If you grow up with Miracle Whip, you’ll probably think it’s better that mayonnaise.

If you live in a capitalist country, you probably think capitalism is best. Ditto communism and every other flavor of economics.

Ditto again with forms of government. Americans are absolutely in love with democracy, though they’ve understandably not tried anything else. People in dictatorships often, if asked, say they prefer it that way. Constitutional monarchy, same thing.

And then there’s sports teams, and school pride, and state pride, and national pride… the idea of school pride always fascinated me. “Aren’t you proud to go to Townsville High?” “It’s the only high school I’ve ever been to, so…”

It seems like, in most things, when we think something is the best we’ve not actually experienced anything else. It’s “the best” because it’s “mine.”

I’m not interested in discussing which of any of the above are the best (I posit none) I’m interested in whether this has been studied and has a name I can throw around when I’m on my next misanthropic bender.

Small ‘c’ conservatism.

biased

Fear of the dark.

“Republican”

Sorry. I have no self-control.

Well that’s what you’re used to, huh? :wink:

argumentum ad antiquitatem

Base rate fallacy - ignoring available statistical data in favor of particulars.
Choice-supportive bias — the tendency to remember one’s choices as better than they actually were.
Confirmation bias — the tendency to search for or interpret information in a way that confirms one’s preconceptions.
Mere exposure effect — the tendency for people to express undue liking for things merely because they are familiar with them.
Status quo bias — the tendency for people to like things to stay relatively the same (see also loss aversion, endowment effect, and system justification).

Traditionalism.

Parochial.
Smug.
Gruntled.

Elendir’s got a good one with “parochial”.

I think “provincialism” or acting in a “provincial” manner is often very close in meaning to what the OP is asking for.

Ethnocentrism

  1. Sociology. the belief in the inherent superiority of one’s own ethnic group or culture.
  2. a tendency to view alien groups or cultures from the perspective of one’s own.

Life.

The two words I thought of were ethnocentrism and xenophobia. Neither exactly defines what you’re talking about, but they’re in the same ballpark.

Parochial. I use the word a lot when explaining things to Americans. Not so much when overseas, since most people are naturally more familiar with foreign customs, products, etc.

Chauvinism.

It’s not just a word that means “anti-feminism”…

“Complacent” sort of captures the flavor of it, too.
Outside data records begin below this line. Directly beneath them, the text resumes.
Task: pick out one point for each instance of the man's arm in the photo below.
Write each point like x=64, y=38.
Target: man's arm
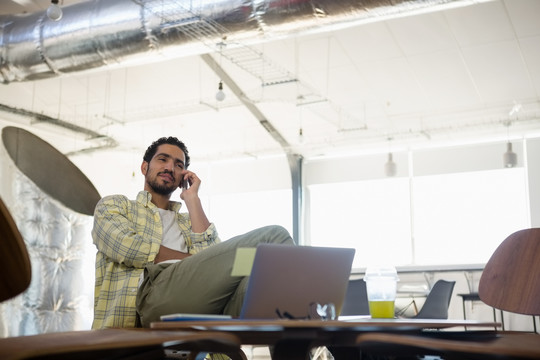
x=115, y=234
x=199, y=221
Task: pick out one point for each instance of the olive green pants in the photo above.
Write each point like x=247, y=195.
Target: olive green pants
x=201, y=283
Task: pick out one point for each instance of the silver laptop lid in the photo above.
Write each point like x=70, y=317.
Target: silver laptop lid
x=288, y=278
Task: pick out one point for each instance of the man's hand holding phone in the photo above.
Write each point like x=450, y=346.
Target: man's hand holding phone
x=189, y=185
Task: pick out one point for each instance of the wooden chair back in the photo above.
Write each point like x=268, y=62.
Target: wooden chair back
x=511, y=279
x=15, y=270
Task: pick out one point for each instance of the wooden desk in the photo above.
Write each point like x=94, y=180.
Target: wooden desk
x=292, y=339
x=470, y=345
x=475, y=297
x=114, y=343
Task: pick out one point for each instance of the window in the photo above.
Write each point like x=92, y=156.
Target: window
x=457, y=218
x=371, y=216
x=462, y=218
x=238, y=213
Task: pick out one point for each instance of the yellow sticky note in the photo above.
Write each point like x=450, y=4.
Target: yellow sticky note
x=243, y=261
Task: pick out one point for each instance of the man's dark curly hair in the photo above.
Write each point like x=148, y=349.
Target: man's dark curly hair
x=171, y=140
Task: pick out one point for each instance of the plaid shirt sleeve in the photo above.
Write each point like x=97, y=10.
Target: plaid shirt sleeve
x=127, y=238
x=128, y=235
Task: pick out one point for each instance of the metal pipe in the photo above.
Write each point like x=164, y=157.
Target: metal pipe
x=99, y=33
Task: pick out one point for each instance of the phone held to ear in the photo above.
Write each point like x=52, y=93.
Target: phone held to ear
x=184, y=184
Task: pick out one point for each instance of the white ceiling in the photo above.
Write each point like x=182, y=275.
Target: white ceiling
x=444, y=77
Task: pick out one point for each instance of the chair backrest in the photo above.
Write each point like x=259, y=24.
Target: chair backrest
x=15, y=270
x=437, y=301
x=356, y=302
x=511, y=278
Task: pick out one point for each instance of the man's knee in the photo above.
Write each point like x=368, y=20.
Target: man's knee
x=279, y=234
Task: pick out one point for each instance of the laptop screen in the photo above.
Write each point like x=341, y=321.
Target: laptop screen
x=287, y=278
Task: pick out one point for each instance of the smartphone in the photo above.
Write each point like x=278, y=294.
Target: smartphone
x=184, y=184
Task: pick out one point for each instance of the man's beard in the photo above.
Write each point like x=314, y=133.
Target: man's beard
x=162, y=189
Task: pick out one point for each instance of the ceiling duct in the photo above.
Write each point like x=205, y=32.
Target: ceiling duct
x=99, y=33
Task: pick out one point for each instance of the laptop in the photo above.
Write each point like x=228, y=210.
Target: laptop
x=287, y=279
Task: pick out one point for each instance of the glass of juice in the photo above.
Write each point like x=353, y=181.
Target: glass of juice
x=381, y=285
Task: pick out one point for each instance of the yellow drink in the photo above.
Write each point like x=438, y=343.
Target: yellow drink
x=381, y=309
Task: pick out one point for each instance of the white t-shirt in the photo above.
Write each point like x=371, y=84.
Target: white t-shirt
x=172, y=236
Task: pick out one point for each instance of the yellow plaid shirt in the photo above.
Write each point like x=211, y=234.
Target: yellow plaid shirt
x=128, y=234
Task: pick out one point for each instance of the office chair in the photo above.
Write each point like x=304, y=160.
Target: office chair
x=133, y=344
x=15, y=266
x=356, y=302
x=437, y=301
x=511, y=278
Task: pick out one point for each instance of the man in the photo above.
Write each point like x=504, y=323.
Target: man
x=153, y=260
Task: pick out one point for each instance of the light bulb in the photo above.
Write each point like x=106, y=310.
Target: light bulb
x=54, y=11
x=390, y=168
x=509, y=157
x=301, y=136
x=220, y=95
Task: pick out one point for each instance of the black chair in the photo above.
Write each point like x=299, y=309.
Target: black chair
x=356, y=302
x=437, y=301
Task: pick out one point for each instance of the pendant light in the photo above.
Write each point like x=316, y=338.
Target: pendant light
x=509, y=157
x=54, y=11
x=390, y=167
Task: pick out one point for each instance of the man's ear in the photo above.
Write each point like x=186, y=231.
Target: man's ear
x=144, y=167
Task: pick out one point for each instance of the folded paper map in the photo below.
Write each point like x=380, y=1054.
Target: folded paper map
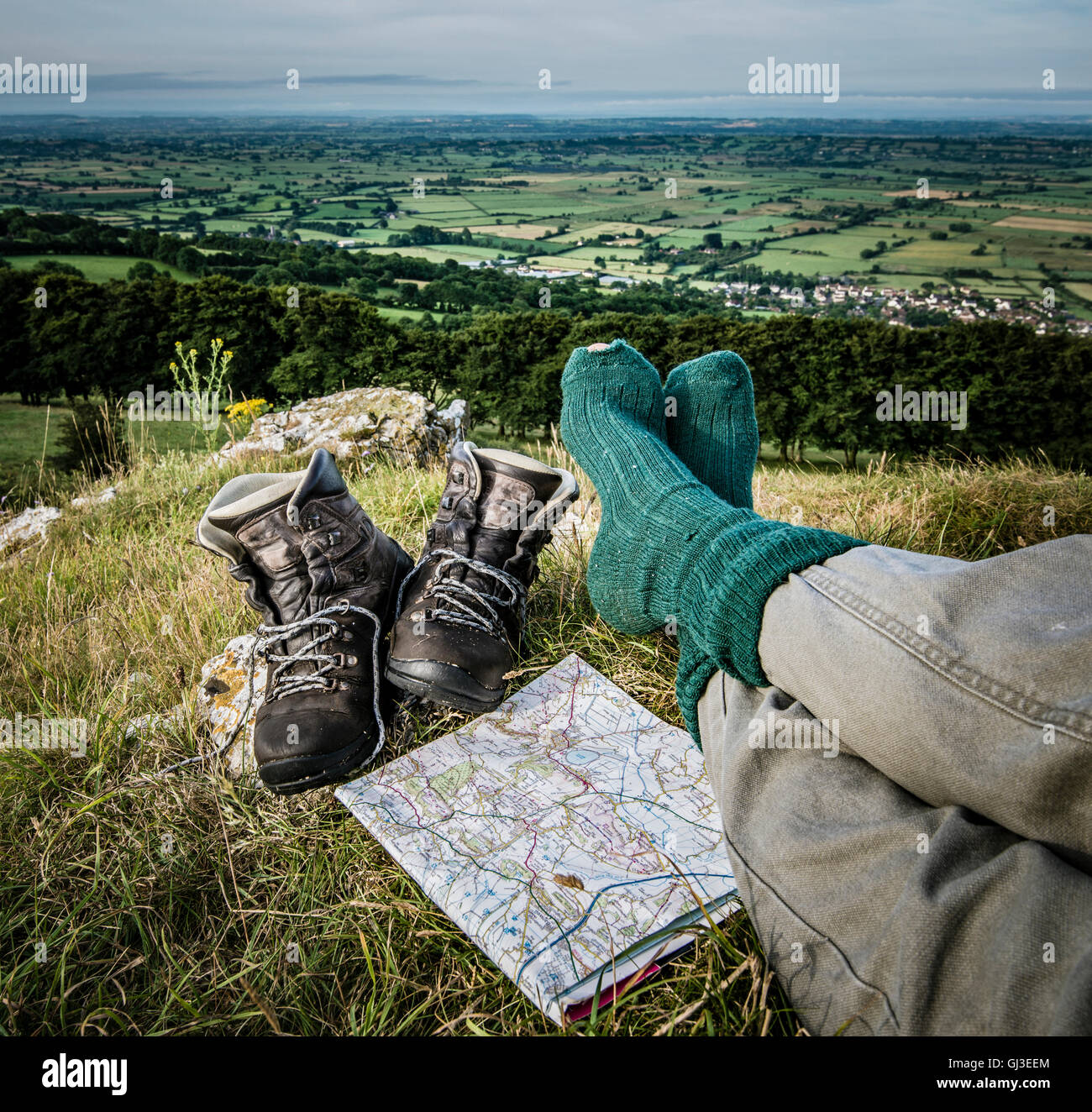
x=570, y=834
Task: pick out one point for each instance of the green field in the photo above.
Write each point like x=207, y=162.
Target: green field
x=97, y=267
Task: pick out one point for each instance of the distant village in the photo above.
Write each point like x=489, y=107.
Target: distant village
x=957, y=302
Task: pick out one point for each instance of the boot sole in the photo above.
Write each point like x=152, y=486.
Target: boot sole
x=445, y=684
x=340, y=766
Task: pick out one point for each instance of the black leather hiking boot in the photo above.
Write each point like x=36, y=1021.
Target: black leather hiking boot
x=462, y=611
x=326, y=582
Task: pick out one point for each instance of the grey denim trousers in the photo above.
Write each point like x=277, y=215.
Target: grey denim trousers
x=909, y=807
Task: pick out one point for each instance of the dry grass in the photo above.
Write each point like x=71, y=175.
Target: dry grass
x=175, y=905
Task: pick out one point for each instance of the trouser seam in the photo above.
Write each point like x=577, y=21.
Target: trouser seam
x=970, y=679
x=864, y=985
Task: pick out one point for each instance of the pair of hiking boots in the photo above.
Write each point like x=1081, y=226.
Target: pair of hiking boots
x=330, y=586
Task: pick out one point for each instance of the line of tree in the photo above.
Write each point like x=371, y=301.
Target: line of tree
x=816, y=380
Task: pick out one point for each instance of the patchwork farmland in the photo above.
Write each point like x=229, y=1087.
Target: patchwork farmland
x=1002, y=216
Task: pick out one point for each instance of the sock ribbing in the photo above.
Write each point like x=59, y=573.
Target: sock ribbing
x=669, y=549
x=711, y=422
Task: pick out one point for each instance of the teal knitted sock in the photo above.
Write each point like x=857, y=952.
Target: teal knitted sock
x=711, y=422
x=669, y=549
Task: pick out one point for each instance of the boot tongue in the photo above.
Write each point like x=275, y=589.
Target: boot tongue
x=508, y=497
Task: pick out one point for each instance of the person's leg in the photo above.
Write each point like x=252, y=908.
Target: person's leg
x=883, y=914
x=968, y=684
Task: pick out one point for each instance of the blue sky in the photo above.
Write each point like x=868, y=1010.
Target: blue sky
x=896, y=58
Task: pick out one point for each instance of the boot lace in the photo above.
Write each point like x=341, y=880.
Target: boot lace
x=281, y=685
x=478, y=610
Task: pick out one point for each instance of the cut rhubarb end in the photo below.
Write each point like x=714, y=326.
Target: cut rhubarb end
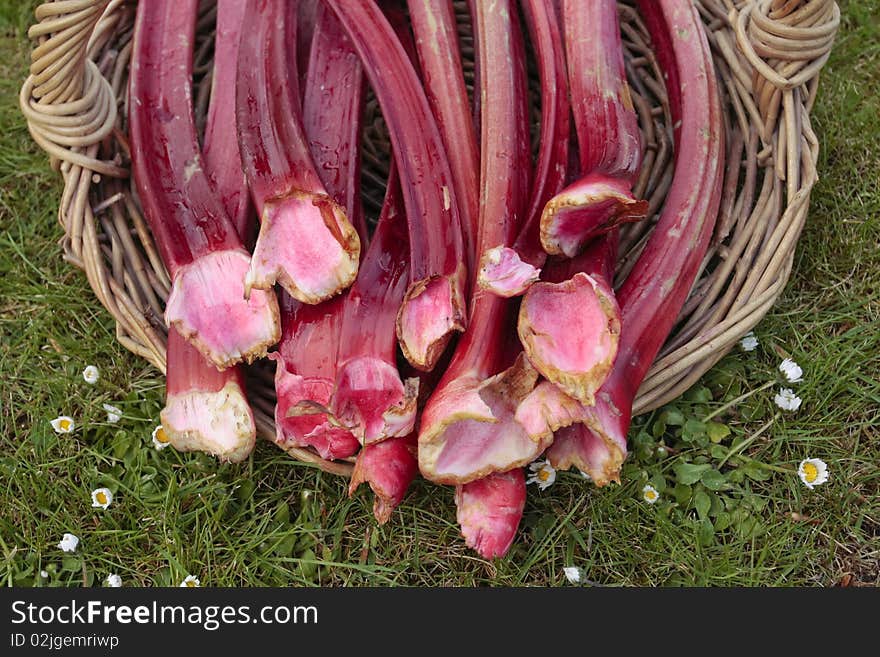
x=372, y=401
x=389, y=468
x=431, y=312
x=219, y=423
x=207, y=306
x=489, y=511
x=307, y=245
x=504, y=274
x=595, y=444
x=570, y=331
x=586, y=209
x=546, y=409
x=580, y=447
x=301, y=417
x=468, y=430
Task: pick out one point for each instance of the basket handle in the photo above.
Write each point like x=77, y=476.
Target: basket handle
x=69, y=105
x=787, y=42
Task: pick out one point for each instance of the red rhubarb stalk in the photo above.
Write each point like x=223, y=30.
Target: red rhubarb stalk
x=488, y=511
x=333, y=104
x=607, y=130
x=509, y=271
x=569, y=323
x=207, y=410
x=436, y=36
x=467, y=428
x=389, y=467
x=196, y=238
x=370, y=398
x=433, y=307
x=569, y=326
x=306, y=242
x=304, y=378
x=655, y=291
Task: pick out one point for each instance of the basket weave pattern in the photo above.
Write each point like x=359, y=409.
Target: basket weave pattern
x=768, y=54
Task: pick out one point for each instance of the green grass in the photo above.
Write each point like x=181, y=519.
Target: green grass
x=272, y=521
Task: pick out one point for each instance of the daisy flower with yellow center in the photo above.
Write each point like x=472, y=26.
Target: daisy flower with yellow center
x=113, y=414
x=160, y=438
x=91, y=374
x=69, y=542
x=650, y=494
x=813, y=472
x=63, y=424
x=101, y=498
x=543, y=474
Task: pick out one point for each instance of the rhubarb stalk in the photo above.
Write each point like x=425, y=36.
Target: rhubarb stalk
x=509, y=271
x=207, y=410
x=333, y=105
x=196, y=239
x=489, y=510
x=369, y=398
x=655, y=291
x=467, y=427
x=607, y=130
x=569, y=326
x=433, y=307
x=306, y=242
x=436, y=37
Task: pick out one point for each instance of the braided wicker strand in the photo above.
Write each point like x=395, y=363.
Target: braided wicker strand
x=768, y=55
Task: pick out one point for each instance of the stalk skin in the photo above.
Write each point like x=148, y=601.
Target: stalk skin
x=195, y=236
x=433, y=308
x=306, y=242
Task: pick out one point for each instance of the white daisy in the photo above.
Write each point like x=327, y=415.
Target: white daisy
x=113, y=414
x=748, y=342
x=787, y=400
x=101, y=498
x=69, y=543
x=572, y=574
x=160, y=438
x=792, y=371
x=813, y=472
x=91, y=374
x=544, y=474
x=63, y=424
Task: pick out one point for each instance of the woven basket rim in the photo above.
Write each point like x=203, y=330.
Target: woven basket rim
x=768, y=54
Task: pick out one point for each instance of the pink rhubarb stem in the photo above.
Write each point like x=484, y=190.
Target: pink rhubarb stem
x=655, y=291
x=369, y=397
x=436, y=36
x=607, y=130
x=488, y=511
x=207, y=410
x=434, y=306
x=306, y=242
x=389, y=467
x=196, y=238
x=333, y=104
x=467, y=427
x=509, y=271
x=569, y=323
x=304, y=378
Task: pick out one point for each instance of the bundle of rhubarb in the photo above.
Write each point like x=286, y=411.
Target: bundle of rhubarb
x=481, y=320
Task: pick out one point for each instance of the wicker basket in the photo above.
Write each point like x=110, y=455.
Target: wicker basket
x=768, y=54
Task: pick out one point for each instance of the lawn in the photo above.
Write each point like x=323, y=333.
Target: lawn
x=272, y=521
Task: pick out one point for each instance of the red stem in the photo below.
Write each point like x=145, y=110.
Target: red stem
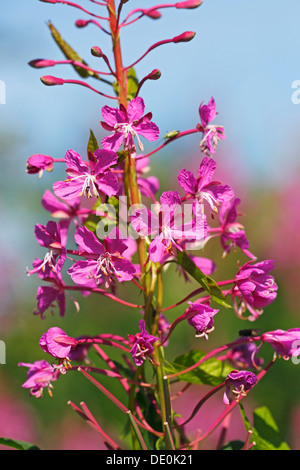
x=181, y=134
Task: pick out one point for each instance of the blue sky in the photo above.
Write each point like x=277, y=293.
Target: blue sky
x=245, y=53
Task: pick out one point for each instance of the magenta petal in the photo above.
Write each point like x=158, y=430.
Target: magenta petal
x=105, y=159
x=108, y=183
x=49, y=345
x=88, y=242
x=148, y=186
x=68, y=189
x=113, y=116
x=135, y=109
x=149, y=130
x=171, y=199
x=82, y=273
x=187, y=181
x=52, y=204
x=206, y=171
x=144, y=222
x=124, y=269
x=221, y=192
x=157, y=249
x=74, y=162
x=113, y=243
x=113, y=142
x=46, y=296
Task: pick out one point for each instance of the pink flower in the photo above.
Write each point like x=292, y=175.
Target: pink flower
x=232, y=232
x=88, y=179
x=200, y=316
x=142, y=345
x=40, y=375
x=57, y=343
x=285, y=343
x=65, y=210
x=52, y=237
x=243, y=356
x=54, y=293
x=128, y=124
x=238, y=383
x=105, y=262
x=212, y=133
x=254, y=288
x=168, y=227
x=38, y=164
x=203, y=188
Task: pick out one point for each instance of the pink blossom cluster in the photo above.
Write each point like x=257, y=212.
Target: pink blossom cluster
x=174, y=227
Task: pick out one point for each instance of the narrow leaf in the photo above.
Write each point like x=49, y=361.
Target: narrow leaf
x=206, y=282
x=18, y=445
x=69, y=53
x=211, y=372
x=92, y=143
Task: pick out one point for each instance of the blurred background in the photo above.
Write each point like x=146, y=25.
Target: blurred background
x=246, y=55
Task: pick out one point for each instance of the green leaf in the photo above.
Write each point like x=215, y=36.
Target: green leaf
x=206, y=282
x=111, y=208
x=92, y=143
x=69, y=53
x=171, y=134
x=132, y=84
x=265, y=432
x=233, y=445
x=211, y=372
x=18, y=445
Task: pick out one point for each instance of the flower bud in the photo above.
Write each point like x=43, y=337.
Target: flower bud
x=153, y=14
x=81, y=23
x=184, y=37
x=40, y=63
x=39, y=163
x=189, y=4
x=51, y=81
x=96, y=51
x=154, y=75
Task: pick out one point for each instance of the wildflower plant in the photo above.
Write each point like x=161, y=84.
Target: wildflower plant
x=146, y=234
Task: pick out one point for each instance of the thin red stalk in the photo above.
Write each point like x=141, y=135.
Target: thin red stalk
x=100, y=26
x=81, y=8
x=117, y=402
x=154, y=46
x=215, y=352
x=87, y=416
x=172, y=139
x=230, y=407
x=112, y=366
x=105, y=293
x=97, y=370
x=196, y=292
x=201, y=402
x=143, y=12
x=105, y=342
x=83, y=66
x=78, y=82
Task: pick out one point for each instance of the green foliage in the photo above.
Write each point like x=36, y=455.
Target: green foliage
x=211, y=372
x=132, y=84
x=69, y=53
x=18, y=445
x=206, y=282
x=92, y=143
x=265, y=432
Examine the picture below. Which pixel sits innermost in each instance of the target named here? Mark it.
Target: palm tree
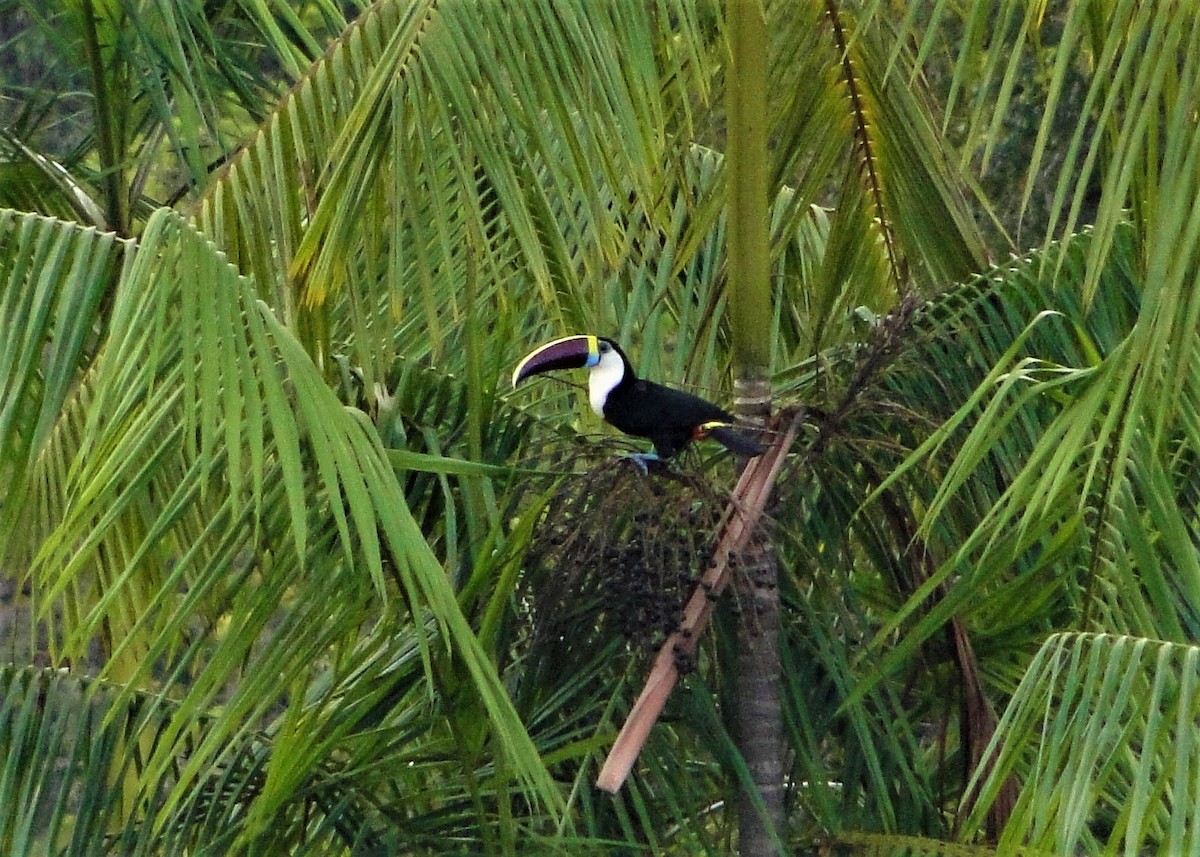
(285, 528)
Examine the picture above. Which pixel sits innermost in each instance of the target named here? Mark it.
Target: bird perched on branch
(669, 418)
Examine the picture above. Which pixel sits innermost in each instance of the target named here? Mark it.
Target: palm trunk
(760, 711)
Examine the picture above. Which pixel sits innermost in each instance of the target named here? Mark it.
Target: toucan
(669, 418)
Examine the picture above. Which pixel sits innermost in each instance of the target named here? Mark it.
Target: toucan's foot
(642, 461)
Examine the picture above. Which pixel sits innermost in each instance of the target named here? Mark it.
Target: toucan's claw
(642, 461)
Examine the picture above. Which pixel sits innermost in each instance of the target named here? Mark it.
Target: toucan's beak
(570, 352)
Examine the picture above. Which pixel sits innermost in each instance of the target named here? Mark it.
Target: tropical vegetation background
(280, 550)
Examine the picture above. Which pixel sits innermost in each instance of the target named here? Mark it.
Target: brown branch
(741, 517)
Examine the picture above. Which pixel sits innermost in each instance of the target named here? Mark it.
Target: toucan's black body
(669, 418)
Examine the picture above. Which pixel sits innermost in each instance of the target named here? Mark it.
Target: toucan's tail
(732, 438)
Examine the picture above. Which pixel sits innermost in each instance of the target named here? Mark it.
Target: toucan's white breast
(605, 376)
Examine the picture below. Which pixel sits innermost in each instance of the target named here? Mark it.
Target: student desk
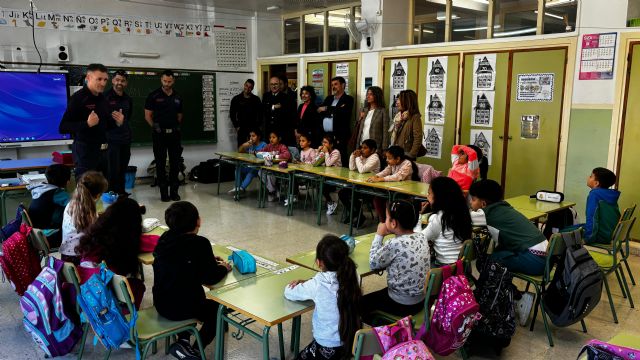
(261, 299)
(237, 159)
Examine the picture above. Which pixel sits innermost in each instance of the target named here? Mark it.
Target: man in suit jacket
(336, 112)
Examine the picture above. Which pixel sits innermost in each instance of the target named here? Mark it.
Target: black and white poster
(482, 108)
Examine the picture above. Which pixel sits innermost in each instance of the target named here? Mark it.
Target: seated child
(184, 262)
(600, 181)
(399, 168)
(332, 157)
(48, 201)
(406, 259)
(80, 213)
(365, 160)
(335, 290)
(115, 239)
(282, 153)
(464, 166)
(450, 223)
(252, 146)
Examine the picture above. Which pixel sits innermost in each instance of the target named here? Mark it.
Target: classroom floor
(270, 233)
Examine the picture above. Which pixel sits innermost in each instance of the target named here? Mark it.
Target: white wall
(182, 53)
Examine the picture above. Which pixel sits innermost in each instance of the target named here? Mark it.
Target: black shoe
(183, 350)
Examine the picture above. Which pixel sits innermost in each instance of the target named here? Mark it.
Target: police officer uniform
(119, 140)
(87, 141)
(166, 139)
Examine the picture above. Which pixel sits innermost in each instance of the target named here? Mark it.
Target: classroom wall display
(597, 56)
(482, 108)
(398, 83)
(535, 87)
(432, 140)
(484, 74)
(483, 139)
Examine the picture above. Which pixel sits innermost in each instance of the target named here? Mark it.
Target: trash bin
(130, 177)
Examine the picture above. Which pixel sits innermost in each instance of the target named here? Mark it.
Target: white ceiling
(284, 6)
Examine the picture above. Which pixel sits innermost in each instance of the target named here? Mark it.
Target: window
(292, 36)
(338, 35)
(314, 32)
(429, 22)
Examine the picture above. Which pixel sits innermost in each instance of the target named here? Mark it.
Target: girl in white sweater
(450, 223)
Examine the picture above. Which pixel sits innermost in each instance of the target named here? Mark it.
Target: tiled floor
(269, 232)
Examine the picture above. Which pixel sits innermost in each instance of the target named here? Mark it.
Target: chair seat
(604, 261)
(150, 324)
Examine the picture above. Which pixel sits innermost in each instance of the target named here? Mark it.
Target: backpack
(600, 350)
(576, 285)
(455, 314)
(45, 316)
(101, 310)
(19, 260)
(397, 342)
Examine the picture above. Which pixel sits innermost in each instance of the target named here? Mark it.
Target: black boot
(164, 194)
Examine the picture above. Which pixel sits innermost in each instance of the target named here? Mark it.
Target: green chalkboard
(198, 92)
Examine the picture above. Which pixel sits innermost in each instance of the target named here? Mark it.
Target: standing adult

Human nature. Yes, even Democrats.

How about “reactionary”? As in, someone who is extremely opposed to change.

J.

I don’t think that’s quite what he means- they’re not exactly opposed to change, they’re opposed to the thought that other people’s stuff might be better.

For me, the classic example is non-native New Yorkers; people who move from Iowa to Manhattan and never visit anyplace else in between… OR people who move from New York City to someplace else okay, Florida, and never visit anywhere else in between.

They all invariably think New York is the greatest city in the world and nowhere else on earth could possibly compare… even though their experience of other cities is limited to what they’ve seen on TV.